Just past the town of Tsagaannuur, the road completely disappeared. We were driving on wheel ruts that seemed to head off in different directions. Every now and then Eldos would tell Dick to keep left or keep right, and we would look ahead to see the Jeep going on a different course. At different stages we would be in snow 4 or 5 inches deep, and then on dry land.

At 12.25 pm we stopped for lunch. We invited Eldos and Dagas into the Earthroamer. They brought in some delicious roast lamb and Mongolian tea – or perhaps it could have been Kazakh tea.

We were on the road again at 1.15 pm. We were at an altitude of 8,400 feet and it was freezing cold outside. We had to climb an enormous mountain range covered in ice and snow. No problems – we jumped out of the Earthroamer to lock the free-wheeling front wheel hubs and put the vehicle into 4WD low range.

This magnificent 350 horsepower, 7 tonne vehicle climbed up the 35º gradient covered with snow and patches of ice. We are glad that we purchased this vehicle. Dick gave Eldos the high definition video camera and we filmed the Earthroamer climbing the spectacular landscape.


In the distance we could see high mountains. Eldos had explained that the highest mountain in Mongolia was to the south – and he had climbed it recently. We passed herders with their horses and sheep. This was the true Mongolian countryside.



About 20 km before the town of Olgii, we came upon a magnificent bitumen road. We had never seen anything like it. The road was dead smooth and you could have driven at any speed.

This is part of the Millennium Highway that the Government is building for the people. This highway is to go from the western-most point of Mongolia right through to Ulaan Baatar. That is about 1,700 km, and currently most of the road is unmade.

It is amazing that the old Soviet ways have completely gone from Mongolia. They now have a democracy, with Governments making promises and not fulfilling them – just as they do in all democracies. The highway was supposed to be finished by 2010 but it is pretty obvious that it won’t be completed until probably 2020.
When we came through the Russian border, the Russians told us that there were no roads in Mongolia. That was about the only English they knew – they obviously warned everyone travelling in that direction.
Eldos invited us to park the Earthroamer at his family home in Olgii. We met Eldos’ mother, Sandergash, in the yard at their home.
The most amazing thing happened – suddenly the heater started to work! As we are transcribing this a few hours later, the heater is warming us beautifully. We have also been able to connect our 220 volt charger to a power point in the garage so we have a totally full battery. Everything seems to work really well.
Eldos took us into the town where we purchased some really good beanies. It is absolutely freezing outside. At the present time the temperature is about -6º Fahrenheit.
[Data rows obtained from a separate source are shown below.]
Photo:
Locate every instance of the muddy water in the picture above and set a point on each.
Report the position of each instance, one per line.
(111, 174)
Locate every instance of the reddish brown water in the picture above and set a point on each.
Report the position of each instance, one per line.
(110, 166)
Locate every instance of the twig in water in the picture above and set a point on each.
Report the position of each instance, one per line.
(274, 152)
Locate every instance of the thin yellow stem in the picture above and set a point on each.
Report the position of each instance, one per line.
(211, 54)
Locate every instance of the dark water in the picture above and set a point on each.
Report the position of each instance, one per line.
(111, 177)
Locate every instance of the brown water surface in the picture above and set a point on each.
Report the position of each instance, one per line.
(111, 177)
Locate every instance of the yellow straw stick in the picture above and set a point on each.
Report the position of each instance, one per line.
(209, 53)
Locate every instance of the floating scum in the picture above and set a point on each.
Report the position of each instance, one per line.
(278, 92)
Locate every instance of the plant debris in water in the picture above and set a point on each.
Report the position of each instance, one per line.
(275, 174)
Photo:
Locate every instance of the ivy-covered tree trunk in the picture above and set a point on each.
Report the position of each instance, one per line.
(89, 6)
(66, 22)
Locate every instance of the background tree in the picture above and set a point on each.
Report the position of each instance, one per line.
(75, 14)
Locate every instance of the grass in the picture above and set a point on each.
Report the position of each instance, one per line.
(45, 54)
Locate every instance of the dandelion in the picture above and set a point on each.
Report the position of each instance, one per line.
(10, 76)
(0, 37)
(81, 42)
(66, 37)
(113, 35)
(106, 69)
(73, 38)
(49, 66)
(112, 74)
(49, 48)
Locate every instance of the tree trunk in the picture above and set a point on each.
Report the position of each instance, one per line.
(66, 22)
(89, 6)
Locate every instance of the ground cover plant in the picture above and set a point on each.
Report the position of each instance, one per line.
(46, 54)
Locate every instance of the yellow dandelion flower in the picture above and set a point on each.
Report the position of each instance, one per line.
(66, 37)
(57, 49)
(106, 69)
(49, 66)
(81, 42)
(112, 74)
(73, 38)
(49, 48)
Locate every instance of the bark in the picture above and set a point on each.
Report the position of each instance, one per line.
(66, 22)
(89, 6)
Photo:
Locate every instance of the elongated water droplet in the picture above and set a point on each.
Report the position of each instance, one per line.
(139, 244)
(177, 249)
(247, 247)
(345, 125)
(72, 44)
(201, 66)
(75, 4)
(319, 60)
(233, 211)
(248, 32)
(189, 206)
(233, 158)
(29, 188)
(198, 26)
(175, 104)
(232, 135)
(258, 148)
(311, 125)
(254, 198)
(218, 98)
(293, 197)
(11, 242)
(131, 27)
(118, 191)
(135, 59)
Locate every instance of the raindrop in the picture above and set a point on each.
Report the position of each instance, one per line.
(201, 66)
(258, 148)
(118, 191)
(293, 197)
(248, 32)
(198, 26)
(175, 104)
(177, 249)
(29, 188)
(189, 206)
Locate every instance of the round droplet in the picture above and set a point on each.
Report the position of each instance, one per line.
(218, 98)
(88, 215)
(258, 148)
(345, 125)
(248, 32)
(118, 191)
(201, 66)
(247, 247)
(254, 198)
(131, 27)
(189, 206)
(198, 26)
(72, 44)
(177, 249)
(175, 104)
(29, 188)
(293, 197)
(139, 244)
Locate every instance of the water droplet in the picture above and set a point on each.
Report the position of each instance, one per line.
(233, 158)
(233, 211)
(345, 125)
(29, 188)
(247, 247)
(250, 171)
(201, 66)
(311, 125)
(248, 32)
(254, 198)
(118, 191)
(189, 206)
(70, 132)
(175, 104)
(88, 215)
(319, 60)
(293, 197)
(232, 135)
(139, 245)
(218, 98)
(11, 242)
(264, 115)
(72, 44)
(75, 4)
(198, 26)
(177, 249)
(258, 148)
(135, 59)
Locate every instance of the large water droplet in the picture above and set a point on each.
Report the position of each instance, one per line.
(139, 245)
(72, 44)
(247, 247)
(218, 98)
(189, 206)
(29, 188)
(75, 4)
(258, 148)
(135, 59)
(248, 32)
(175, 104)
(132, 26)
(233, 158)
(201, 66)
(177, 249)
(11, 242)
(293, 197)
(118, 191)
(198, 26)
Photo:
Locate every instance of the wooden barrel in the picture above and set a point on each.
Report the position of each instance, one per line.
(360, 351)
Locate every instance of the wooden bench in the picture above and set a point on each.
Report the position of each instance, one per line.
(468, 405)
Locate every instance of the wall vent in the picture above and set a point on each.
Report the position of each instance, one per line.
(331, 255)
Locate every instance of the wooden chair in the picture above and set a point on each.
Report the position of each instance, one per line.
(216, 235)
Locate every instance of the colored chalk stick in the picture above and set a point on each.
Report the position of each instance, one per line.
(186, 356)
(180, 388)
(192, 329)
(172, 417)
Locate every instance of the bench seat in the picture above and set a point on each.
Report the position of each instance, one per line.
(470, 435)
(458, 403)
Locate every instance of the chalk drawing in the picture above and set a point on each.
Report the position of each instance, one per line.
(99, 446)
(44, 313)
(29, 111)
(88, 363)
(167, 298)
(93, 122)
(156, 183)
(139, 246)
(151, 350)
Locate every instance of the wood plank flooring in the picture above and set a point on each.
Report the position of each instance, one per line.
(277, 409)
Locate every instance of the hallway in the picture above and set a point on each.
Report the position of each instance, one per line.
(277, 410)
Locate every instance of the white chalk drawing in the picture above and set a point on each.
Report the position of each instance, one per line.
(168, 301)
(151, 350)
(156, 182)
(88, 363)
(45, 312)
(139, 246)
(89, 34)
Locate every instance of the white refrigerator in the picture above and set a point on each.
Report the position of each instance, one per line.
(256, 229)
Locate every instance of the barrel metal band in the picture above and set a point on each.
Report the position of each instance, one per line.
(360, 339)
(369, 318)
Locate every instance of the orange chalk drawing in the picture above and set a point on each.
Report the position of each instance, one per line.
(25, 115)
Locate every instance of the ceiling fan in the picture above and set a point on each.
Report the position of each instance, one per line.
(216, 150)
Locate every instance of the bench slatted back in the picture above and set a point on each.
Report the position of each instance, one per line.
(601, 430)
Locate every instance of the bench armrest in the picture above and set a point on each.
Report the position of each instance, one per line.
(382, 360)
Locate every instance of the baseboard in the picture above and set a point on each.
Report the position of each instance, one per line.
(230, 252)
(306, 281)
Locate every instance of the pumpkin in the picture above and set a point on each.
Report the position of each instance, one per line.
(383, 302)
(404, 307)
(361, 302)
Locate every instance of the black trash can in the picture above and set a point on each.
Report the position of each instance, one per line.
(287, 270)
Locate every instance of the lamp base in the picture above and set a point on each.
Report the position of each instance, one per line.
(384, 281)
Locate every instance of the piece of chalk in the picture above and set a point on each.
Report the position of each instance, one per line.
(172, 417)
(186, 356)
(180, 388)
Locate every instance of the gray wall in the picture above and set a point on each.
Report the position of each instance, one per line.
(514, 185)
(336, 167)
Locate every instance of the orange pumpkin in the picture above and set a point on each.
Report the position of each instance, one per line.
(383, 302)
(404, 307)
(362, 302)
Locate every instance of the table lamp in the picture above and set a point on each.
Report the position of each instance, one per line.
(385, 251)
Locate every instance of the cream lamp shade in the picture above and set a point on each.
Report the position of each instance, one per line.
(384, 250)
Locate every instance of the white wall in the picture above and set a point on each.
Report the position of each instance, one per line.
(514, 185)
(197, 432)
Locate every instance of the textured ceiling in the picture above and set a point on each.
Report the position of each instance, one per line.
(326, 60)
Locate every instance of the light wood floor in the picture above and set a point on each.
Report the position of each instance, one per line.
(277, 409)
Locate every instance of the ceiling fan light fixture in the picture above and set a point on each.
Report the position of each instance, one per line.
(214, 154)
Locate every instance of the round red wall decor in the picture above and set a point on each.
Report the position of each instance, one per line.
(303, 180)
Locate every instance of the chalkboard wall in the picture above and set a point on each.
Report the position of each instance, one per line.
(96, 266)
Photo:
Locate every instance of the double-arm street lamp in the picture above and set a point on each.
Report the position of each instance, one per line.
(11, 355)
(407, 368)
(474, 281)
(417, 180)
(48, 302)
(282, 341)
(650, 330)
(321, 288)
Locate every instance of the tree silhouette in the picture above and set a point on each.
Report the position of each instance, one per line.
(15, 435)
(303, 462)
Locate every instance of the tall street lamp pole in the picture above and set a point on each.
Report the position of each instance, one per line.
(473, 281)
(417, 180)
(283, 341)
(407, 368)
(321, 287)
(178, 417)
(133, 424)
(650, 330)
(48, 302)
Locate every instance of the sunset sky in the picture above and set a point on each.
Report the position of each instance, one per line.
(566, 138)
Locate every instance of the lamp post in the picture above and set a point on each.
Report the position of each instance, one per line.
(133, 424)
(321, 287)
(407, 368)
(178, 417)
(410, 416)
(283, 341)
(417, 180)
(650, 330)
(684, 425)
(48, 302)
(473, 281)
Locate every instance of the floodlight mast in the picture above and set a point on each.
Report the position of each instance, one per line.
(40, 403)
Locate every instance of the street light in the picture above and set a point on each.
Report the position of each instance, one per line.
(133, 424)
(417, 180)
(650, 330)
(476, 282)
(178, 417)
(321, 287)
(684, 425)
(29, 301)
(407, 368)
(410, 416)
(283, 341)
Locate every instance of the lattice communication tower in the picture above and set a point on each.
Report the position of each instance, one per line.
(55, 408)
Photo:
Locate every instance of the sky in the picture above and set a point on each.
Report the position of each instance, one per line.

We also changed money with a fascinating little man who was sitting in his Jeep with huge amounts of cash on the dashboard. Originally we tried the bank but their cash deposits had been locked away, and they suggested that we would get a better rate from the man in the street.
Dick purchased a new 220 volt plug because the plug that we had been using is a bit dicky. We also purchased 10 metres of rope which could be handy.

We are now back in the yard and Sandergash has invited us to go to her place for dinner. We are looking forward to tasting some truly Mongolian food (or possibly it will be Kazakh food!)
We travelled 180 km today – it is not a great distance but it was a wonderful drive.
We should mention that where the roads don’t exist, they really don’t exist. We are lucky to do 20 kph. It is going to take us a long time to get to Ulaan Baatar, but we love Mongolia. We love the people – everyone is friendly, everyone laughs and smiles, and they are fascinated with our big Earthroamer. We are really enjoying ourselves.